But Rogers is pressing on with her project, insisting that her personal emotional attachment to the creature is her primary motivation, and she is unmoved by the humanitarian concerns raised by the possibility of the rest of us having to put up with the offspring of this wretched beast.

"Oh... oh, dear Lord," said Benedict Wafflehaus, an exotic doorknob salesman from Baltimore, on hearing about the programme. "That is barbaric. That is an affront to God. The things I'm picturing now would make the baby Jesus cry, and then shit himself. Why would anyone want to do that?"

Mr Wafflehaus wandered off looking rather unwell before the interview could continue, saying something about watching The Human Centipede to scrub his brain clean.

Although this sickening research has been widely condemned, there are those who insist that this is no particular reason to be concerned. Donnie Cantankerank, a liberal blogger who has been scorned personally on Limbaugh's radio show, says that the breeding programme is a very minor concern when viewed in context.

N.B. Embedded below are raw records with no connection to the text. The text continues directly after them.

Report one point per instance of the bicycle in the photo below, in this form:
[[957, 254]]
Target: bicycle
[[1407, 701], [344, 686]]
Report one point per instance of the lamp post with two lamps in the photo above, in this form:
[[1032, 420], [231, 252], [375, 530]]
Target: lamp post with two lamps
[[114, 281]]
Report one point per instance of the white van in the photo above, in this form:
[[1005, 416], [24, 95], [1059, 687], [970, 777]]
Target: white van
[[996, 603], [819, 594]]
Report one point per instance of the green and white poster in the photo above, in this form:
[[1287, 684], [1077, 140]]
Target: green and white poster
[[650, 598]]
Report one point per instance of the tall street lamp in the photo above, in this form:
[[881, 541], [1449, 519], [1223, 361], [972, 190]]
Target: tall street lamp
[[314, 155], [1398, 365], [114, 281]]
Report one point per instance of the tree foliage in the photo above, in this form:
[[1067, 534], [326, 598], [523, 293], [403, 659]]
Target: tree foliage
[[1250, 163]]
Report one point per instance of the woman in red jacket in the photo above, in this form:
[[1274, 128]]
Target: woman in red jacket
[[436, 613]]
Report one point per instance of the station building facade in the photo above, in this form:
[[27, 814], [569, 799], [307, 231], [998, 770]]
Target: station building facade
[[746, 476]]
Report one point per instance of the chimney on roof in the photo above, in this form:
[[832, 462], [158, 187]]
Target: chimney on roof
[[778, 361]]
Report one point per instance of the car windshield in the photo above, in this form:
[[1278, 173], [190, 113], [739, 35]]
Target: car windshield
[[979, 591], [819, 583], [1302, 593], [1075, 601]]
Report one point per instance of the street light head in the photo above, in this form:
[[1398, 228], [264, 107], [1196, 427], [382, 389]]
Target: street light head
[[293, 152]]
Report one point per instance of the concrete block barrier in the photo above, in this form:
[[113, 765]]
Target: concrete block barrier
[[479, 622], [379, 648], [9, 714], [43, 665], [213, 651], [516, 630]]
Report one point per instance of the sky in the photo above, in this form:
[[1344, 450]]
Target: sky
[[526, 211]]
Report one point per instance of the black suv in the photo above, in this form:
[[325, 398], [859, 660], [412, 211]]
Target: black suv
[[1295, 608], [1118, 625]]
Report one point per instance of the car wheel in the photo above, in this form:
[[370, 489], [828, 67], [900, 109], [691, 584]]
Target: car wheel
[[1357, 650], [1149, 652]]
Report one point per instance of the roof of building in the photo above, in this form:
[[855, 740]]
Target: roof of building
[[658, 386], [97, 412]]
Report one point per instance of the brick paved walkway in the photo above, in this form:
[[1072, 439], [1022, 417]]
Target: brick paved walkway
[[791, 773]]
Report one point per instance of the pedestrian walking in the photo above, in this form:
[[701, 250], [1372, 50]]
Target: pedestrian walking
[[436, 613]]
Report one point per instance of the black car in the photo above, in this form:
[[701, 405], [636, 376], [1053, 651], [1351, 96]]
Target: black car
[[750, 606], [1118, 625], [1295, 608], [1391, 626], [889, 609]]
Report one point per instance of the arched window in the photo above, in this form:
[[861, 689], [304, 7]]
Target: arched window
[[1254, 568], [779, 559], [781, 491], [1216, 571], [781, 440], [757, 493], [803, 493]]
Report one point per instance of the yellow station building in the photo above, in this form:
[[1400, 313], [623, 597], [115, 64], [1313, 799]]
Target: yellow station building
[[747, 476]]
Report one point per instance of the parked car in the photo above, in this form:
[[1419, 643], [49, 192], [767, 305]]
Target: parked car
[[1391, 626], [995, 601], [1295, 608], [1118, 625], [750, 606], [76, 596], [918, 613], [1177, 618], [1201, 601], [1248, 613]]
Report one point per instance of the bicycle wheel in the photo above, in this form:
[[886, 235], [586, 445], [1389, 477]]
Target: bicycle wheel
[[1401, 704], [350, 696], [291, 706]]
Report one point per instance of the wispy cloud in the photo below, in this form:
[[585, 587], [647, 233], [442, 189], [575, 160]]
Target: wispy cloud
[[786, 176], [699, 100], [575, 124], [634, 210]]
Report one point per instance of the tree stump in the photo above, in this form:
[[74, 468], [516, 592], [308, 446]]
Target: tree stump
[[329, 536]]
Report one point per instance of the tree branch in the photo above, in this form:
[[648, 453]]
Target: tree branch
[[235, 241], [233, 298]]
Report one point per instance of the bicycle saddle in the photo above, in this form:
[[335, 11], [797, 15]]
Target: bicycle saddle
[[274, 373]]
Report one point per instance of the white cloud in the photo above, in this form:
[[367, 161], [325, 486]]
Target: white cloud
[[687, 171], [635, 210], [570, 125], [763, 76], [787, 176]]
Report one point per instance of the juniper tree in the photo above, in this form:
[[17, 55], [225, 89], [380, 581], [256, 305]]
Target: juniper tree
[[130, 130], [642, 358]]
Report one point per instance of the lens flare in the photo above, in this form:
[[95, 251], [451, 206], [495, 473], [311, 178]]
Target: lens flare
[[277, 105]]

"This is a guy who argued against giving emergency aid to Haiti, wants to re-introduce racial segregation, and compared the Abu Ghraib atrocities to a fraternity prank," he pointed out. "A lot of people consider this man the de facto leader of the Republican party. And we're worrying about his hideous, disgusting sex life? Please."

Whether or not these examples of Rush Limbaugh's deplorable status as a hateful excuse for a human being will, in the long-term, prove to be a more valid or entertaining source of criticism than his repulsive physical presence, remains to be seen.